The woman who earned the wrath of conservatives during the Vietnam War flies north to Vancouver to speak out against big oil
VANCOUVER — Call her Jericho Jane. After a long hiatus from globe-trotting activism, Jane Fonda picked up the gauntlet and challenged big oil to get on the “right side of history” as she addressed a group of star-struck onlookers at Jericho Beach Park Saturday.
The two-time Oscar winner was part of the programming for Toast the Coast, an event staged by Greenpeace to raise awareness about the dangers of proposed pipelines and liquified natural gas development in B.C. waters.
“This part of the world means a lot to me. I was first arrested, not 20 years ago… but in 1970 marching with First Nations in Tacoma, and again with Salish Kootenay protesting clearcutting that was endangering the salmon spawning area,” said Fonda to a chorus of cheers from a few hundred selfie-snappers soaking up the sun.
“And I have fished for salmon in Campbell River. I am aware of the unbelievable beauty of this pristine coast and I stand here with you and the unbelievably brave First Nations people who are trying to stop big oil from spoiling the coastline,” she said.
“I have been an activist for 45 years but to tell you the truth, it’s been many decades since I’ve been to the barricades and I am here now because I believe the world is at an existential crossroads. We are facing a terrible terrible challenge,” said Fonda, looking every bit as fit as ever in a Toast the Coast T-shirt and a straw hat.
“I am 77 years old and I thought I was getting too tired to go to the barricades. But that’s a bunch of shit. This is too important and it’s a very simple issue: People vs. oil. Life vs. oil.”
“I am 77 years old and I thought I was getting too tired to go to the barricades,” said the woman once referred to as “Hanoi Jane” for her activism against the Vietnam war.
“But that’s a bunch of shit. This is too important and it’s a very simple issue: People vs. oil. Life vs. oil.”
Speaking into the solar-powered public address system, Fonda said big oil companies do not have the best interests of humanity at their core, but a need for bigger profits. “What it means is that a very tiny group of people get richer and richer, and the vast majority get hotter and sicker.”
One of her biggest concerns is Shell Oil’s plan to drill in the arctic. “Certain oil reserves in the world must stay in the ground!” she said, her voice peaking with emotion. “It is a major migratory corridor for polar bears, whales, walruses, fish, caribou, birds and home to four million people. And did you know it’s also the world’s air conditioner – bouncing the sun’s heat back into space? The arctic protects us. And we need to protect the arctic.”
Species extinction, the disappearance of entire island nations and unstoppable global warming will be the legacy of Shell’s drilling if it goes ahead as planned, she said. “And that’s if things go right and Shell does not spill the oil. If there is a spill, an entire way of life will be destroyed. Species will be threatened with extinction and there is no going back. The nearest deep water seaport is a thousand miles away…. And let’s not fool ourselves about the probability of a spill: If it moves, it spills. You’ve all learned that,” she said, referring to a recent bunker fuel spill in English Bay, Vancouver’s central body of water that laps up against Jericho Beach.
“The U.S. Department of the Interior has said there is a 75 per cent chance of a spill. A 75 per cent chance? That’s not chance. That’s a probability!”
Fonda said if we go along with big oil’s agenda, “we will be abandoning not only our own principles but the people of the world…. We will be admitting that we live in a post-democratic era where profit is more important than freedom and justice, and more important than life.”
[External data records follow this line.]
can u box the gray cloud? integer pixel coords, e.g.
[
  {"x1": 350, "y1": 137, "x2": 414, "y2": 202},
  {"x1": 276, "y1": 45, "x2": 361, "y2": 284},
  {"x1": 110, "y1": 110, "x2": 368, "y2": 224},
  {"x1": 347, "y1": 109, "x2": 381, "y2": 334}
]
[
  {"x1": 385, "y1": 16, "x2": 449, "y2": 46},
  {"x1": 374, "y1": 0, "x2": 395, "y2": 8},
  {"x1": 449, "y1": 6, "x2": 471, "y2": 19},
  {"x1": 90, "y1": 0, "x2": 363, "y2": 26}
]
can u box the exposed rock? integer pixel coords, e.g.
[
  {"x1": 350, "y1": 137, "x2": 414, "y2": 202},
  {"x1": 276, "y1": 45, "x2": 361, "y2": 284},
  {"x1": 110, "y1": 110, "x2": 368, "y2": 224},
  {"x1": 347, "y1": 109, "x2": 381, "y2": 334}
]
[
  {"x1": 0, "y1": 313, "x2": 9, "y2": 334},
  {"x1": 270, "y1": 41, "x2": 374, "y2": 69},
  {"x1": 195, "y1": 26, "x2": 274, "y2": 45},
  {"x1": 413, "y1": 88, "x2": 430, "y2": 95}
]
She appealed directly to Shell Oil, Kinder-Morgan and Enbridge to become part of the solution. “You could be heroic instead of spending the billions you plan on spending to drill the arctic and expand the tar sands. You could invest that money in renewable energy to create a sustainable world: For every dollar invested in renewable energy, you create more jobs than in the extractive industry, and they are clean jobs.
“But oil companies and the politicians they buy off and the right wing media would have you believe that alternatives are not real, and that it’s pie in the sky for some future time. But all you have to do is look at the Netherlands, Norway and Germany, where 25 per cent of Germany’s energy is alternative. It’s happening everywhere, in Sacramento, Austin, Boulder, it’s even happening in Alberta, where First Nations are creating solar jobs. It is possible,” she said, as the crowd hooted in unison.
“Enough is such a critical word right now, isn’t it? It’s a word that the oil company executives don’t know. These men who make hundreds of thousands of dollars a minute, they don’t know what enough means. They assume our natural resources are limitless, and they have a right to plunder them even if it means leaving our communities riddled with cancer.”
Fonda said Vancouver is at the forefront of the fight for the future, and that together, people had to mobilize for change.
“Thirty years from now, I want my grandchildren to look back and say ‘Grandma was on the right side of history,’ so thank you… thank you for your bravery here in Vancouver. Thank you for welcoming me.”